South Korea is preparing for a significant shift in its digital asset policy, allowing companies and institutional investors to hold cryptocurrencies on their balance sheets for the first time in nearly a decade.
Interestingly, the new policy shift comes as other Asia-Pacific jurisdictions are becoming more cautious about corporate exposure to crypto, highlighting Seoul’s contrasting approach.
The country’s pro-innovation administration introduced and designed the policy to open the market while maintaining careful regulatory control. It reflects South Korea’s broader ambition to strengthen its financial and technology sectors as part of its 2026 Economic Growth Strategy.
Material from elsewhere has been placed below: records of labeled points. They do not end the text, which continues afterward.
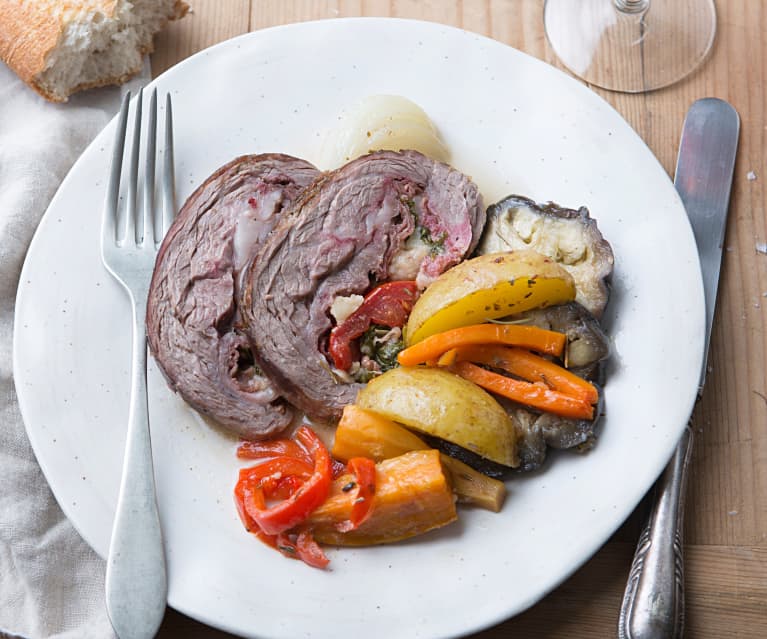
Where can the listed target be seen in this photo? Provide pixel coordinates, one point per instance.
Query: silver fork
(136, 578)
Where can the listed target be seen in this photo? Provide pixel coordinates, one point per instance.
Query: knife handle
(653, 602)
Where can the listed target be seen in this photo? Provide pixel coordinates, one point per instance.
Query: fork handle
(653, 602)
(136, 578)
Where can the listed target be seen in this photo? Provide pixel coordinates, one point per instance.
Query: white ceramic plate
(517, 126)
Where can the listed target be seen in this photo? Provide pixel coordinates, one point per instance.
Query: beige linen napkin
(51, 582)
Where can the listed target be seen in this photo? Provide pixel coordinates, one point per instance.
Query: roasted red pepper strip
(388, 305)
(364, 471)
(290, 512)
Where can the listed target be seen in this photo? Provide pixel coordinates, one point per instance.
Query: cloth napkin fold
(51, 582)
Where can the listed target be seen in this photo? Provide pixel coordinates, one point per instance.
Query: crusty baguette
(59, 47)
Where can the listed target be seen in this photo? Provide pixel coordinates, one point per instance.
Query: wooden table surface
(726, 514)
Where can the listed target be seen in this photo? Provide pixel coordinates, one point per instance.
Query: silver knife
(653, 602)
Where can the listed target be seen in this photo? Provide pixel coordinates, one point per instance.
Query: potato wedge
(488, 287)
(438, 403)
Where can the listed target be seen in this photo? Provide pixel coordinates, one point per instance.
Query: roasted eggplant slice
(567, 236)
(587, 343)
(538, 431)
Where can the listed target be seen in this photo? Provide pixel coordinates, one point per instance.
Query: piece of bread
(59, 47)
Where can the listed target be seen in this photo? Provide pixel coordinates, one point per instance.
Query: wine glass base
(631, 52)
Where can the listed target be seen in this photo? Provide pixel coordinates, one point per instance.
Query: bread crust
(31, 31)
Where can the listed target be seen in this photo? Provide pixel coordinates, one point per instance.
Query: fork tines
(145, 227)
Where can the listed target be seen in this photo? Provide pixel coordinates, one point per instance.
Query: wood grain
(726, 526)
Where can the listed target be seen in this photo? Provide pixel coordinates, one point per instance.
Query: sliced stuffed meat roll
(385, 216)
(193, 326)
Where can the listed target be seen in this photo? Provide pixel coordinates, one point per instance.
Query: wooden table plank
(726, 530)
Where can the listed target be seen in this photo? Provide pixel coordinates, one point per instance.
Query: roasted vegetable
(537, 396)
(438, 403)
(386, 305)
(532, 337)
(485, 288)
(568, 237)
(587, 344)
(364, 433)
(412, 497)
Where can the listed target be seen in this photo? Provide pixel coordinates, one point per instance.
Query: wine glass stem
(632, 6)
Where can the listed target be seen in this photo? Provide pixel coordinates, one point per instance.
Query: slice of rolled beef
(192, 320)
(339, 239)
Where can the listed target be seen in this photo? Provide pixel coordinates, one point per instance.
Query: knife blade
(653, 602)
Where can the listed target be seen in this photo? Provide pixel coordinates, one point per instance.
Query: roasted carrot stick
(529, 366)
(535, 395)
(532, 337)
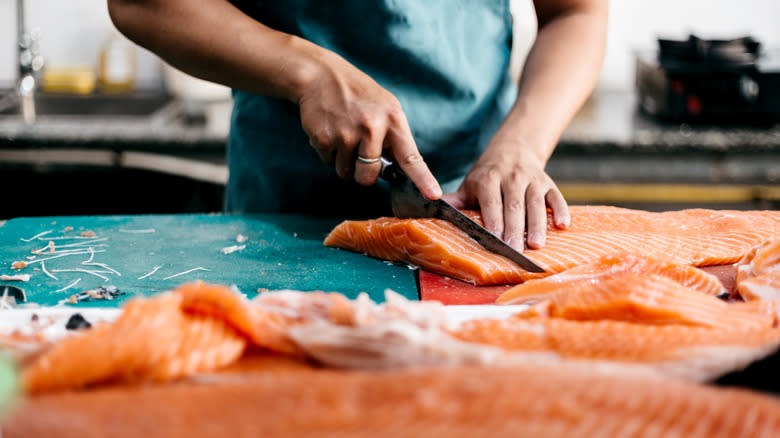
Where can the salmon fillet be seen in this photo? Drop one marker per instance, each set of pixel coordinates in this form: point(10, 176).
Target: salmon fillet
point(289, 400)
point(758, 273)
point(609, 266)
point(693, 237)
point(153, 340)
point(654, 299)
point(697, 353)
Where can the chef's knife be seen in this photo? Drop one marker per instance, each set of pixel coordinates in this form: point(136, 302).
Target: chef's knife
point(408, 202)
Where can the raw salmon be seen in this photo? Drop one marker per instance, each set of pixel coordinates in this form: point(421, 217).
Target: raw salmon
point(157, 339)
point(291, 400)
point(606, 267)
point(691, 237)
point(655, 299)
point(758, 273)
point(153, 340)
point(697, 353)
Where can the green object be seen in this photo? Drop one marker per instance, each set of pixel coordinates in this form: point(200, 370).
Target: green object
point(9, 384)
point(282, 252)
point(447, 63)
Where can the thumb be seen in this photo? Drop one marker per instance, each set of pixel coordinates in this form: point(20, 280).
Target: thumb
point(456, 199)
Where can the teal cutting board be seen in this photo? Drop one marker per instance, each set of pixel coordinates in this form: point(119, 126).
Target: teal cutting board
point(282, 252)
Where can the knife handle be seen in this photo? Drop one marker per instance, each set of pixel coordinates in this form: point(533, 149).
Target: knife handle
point(391, 172)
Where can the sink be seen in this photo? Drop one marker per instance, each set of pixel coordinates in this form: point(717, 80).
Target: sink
point(95, 105)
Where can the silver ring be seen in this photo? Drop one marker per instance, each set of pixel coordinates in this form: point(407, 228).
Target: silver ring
point(368, 160)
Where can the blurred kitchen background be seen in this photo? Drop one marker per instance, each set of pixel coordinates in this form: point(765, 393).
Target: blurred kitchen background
point(116, 131)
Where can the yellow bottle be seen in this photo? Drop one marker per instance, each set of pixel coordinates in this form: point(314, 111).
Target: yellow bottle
point(117, 65)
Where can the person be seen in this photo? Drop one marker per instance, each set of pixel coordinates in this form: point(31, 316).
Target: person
point(423, 82)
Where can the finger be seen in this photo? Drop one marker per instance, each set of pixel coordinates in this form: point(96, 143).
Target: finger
point(514, 214)
point(370, 147)
point(345, 162)
point(405, 153)
point(457, 199)
point(557, 203)
point(536, 215)
point(328, 156)
point(489, 198)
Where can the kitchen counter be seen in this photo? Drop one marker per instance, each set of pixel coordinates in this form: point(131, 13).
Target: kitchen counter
point(609, 122)
point(608, 142)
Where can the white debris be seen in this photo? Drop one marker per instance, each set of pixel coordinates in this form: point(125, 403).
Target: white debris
point(17, 277)
point(142, 231)
point(150, 272)
point(185, 272)
point(232, 249)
South Korea Ends 9-Year Institutional Freeze
For the past nine years, South Korea prohibited corporations and institutional investors from investing in cryptocurrencies. This left the market dominated by retail traders and, according to industry estimates, contributed to large capital outflows as firms sought crypto exposure overseas. Roughly $110 billion in digital assets reportedly left the country in 2025 alone.
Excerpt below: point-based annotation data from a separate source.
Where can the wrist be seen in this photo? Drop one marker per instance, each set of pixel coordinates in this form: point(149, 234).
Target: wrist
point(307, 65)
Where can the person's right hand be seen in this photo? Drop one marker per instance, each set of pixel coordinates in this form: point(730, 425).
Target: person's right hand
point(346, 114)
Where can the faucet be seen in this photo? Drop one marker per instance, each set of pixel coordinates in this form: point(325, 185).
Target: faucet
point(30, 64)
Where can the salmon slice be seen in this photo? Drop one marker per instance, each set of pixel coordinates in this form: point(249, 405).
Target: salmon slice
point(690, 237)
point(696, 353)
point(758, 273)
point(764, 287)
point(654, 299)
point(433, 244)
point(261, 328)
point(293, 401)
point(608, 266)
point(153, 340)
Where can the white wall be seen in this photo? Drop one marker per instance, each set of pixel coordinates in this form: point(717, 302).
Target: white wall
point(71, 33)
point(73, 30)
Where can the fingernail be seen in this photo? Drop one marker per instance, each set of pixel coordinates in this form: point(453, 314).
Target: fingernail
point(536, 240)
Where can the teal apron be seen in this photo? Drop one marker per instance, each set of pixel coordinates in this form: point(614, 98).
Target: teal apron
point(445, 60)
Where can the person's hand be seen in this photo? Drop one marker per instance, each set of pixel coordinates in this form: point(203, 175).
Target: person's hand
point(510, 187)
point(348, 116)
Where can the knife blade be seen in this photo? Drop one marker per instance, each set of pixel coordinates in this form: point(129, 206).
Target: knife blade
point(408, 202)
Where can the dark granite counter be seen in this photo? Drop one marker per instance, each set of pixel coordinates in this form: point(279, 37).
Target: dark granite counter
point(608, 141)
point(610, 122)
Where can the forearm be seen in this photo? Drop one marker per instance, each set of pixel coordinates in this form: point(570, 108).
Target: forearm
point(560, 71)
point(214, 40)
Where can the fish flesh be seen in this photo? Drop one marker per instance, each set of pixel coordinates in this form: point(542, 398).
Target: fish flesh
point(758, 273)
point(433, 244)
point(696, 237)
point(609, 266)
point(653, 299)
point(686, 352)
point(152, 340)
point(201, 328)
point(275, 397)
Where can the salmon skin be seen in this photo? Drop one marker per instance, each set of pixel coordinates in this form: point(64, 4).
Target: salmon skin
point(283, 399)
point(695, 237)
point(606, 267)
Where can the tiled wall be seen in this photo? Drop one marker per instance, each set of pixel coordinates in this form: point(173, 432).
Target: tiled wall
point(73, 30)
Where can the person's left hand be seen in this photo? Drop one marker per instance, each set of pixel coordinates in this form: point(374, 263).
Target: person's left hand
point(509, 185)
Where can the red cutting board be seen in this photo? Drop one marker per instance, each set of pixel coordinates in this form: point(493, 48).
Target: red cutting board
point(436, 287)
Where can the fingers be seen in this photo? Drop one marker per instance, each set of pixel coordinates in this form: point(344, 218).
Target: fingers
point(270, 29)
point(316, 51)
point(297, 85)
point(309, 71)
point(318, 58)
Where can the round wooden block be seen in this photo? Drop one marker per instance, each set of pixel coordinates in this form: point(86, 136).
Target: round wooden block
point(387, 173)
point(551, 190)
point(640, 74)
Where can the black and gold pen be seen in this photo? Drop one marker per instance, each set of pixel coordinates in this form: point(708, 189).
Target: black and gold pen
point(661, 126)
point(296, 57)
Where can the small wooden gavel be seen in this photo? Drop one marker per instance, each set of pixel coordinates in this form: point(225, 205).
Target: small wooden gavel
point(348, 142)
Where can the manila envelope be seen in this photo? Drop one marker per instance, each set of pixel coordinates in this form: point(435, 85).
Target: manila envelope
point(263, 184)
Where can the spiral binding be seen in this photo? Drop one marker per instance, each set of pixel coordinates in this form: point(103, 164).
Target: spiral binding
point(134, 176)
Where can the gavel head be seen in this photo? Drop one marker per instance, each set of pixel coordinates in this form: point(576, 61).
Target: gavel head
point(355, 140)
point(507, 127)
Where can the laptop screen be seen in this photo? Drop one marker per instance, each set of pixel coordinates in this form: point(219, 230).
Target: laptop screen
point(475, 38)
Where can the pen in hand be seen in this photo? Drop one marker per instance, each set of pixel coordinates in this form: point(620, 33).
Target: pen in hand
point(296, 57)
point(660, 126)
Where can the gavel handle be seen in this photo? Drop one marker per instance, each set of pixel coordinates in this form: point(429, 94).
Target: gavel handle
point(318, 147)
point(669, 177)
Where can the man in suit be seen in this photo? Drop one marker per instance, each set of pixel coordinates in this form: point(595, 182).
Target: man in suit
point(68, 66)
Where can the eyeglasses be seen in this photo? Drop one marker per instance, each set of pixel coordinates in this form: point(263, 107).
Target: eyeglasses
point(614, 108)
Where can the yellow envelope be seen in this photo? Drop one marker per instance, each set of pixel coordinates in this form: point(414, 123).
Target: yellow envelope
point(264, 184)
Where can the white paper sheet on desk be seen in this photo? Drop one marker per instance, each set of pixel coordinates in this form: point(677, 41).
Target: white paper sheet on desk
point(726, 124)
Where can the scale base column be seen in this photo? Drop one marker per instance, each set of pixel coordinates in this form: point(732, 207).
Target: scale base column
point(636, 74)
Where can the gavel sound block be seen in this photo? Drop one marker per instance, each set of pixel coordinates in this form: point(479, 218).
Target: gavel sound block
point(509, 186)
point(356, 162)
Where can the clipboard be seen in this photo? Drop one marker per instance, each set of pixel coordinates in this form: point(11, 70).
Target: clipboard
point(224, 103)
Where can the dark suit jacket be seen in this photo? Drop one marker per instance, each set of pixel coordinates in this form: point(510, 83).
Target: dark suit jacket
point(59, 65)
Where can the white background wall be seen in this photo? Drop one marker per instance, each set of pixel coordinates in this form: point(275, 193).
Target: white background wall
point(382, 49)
Under the new framework, the Financial Services Commission (FSC) will allow listed companies and professional investors to allocate up to 5% of their equity capital to cryptocurrencies. Only the top 20 digital assets by market capitalization traded on South Korea’s five major exchanges will be eligible, ensuring exposure is limited to more established, liquid tokens such as bitcoin.
Moreover, this move enables companies to formally treat crypto as a treasury asset, similar to strategies adopted by firms like Strategy and Metaplanet abroad. While discussions about allowing stablecoins are ongoing, regulators have emphasized that the rollout will be gradual and tightly supervised to reduce systemic risk.
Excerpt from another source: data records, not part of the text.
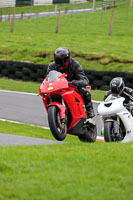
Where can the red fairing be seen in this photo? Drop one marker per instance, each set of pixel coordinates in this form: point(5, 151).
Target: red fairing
point(58, 84)
point(62, 109)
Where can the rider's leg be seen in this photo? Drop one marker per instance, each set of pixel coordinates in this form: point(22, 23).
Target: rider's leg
point(88, 104)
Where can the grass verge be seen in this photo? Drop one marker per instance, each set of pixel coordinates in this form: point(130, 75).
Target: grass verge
point(73, 170)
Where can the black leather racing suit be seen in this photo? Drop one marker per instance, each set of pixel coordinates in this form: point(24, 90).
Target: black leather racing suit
point(75, 73)
point(127, 93)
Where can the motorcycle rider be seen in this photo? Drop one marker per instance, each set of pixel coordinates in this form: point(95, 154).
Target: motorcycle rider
point(117, 86)
point(64, 63)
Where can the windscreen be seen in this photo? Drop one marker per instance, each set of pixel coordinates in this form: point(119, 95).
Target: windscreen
point(112, 97)
point(53, 75)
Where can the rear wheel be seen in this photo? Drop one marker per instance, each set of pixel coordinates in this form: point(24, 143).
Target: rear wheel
point(89, 134)
point(57, 126)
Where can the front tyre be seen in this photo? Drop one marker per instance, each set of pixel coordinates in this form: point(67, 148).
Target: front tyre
point(89, 134)
point(108, 131)
point(57, 126)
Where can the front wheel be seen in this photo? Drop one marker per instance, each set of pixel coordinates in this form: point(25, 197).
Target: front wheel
point(108, 130)
point(110, 135)
point(89, 134)
point(57, 126)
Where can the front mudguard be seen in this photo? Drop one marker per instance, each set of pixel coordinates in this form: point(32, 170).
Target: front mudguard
point(62, 109)
point(115, 125)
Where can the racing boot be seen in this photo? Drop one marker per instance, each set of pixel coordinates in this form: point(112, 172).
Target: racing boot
point(90, 110)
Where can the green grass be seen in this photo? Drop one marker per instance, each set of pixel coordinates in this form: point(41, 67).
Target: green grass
point(86, 35)
point(45, 8)
point(70, 171)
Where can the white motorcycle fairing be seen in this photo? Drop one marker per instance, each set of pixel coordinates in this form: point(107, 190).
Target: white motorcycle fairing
point(116, 107)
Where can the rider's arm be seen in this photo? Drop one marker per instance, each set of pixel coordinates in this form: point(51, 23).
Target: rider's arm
point(80, 78)
point(107, 94)
point(51, 67)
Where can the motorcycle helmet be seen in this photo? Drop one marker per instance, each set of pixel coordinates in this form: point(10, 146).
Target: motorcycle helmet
point(62, 57)
point(117, 85)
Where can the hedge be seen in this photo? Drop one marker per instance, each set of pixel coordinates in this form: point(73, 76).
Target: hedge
point(36, 72)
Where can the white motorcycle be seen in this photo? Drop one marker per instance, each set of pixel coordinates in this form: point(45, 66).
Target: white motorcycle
point(117, 118)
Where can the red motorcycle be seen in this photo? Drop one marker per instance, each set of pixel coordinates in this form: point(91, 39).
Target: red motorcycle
point(66, 109)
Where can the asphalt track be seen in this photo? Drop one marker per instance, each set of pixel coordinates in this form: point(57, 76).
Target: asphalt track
point(29, 109)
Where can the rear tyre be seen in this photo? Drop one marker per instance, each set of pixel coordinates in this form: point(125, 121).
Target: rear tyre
point(57, 126)
point(90, 134)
Hong Kong and Japan Take a More Cautious Path
In contrast, Hong Kong and Japan, once leaders in crypto regulation, are stepping back from encouraging corporate crypto treasuries. Rising market volatility and concerns over balance-sheet risk have prompted regulators in both jurisdictions to tighten oversight and discourage firms from holding prominent crypto positions.
Furthermore, this divergence signals a growing policy split within Asia. While Hong Kong and Japan prioritize financial stability and risk containment, South Korea is betting that controlled institutional participation will boost innovation, attract capital, and keep its digital economy competitive.
If successful, the shift could reposition South Korea as one of the most institution-friendly crypto markets in the region, marking a significant turning point after nearly a decade of restriction and potentially reshaping the country’s role in the global digital asset ecosystem.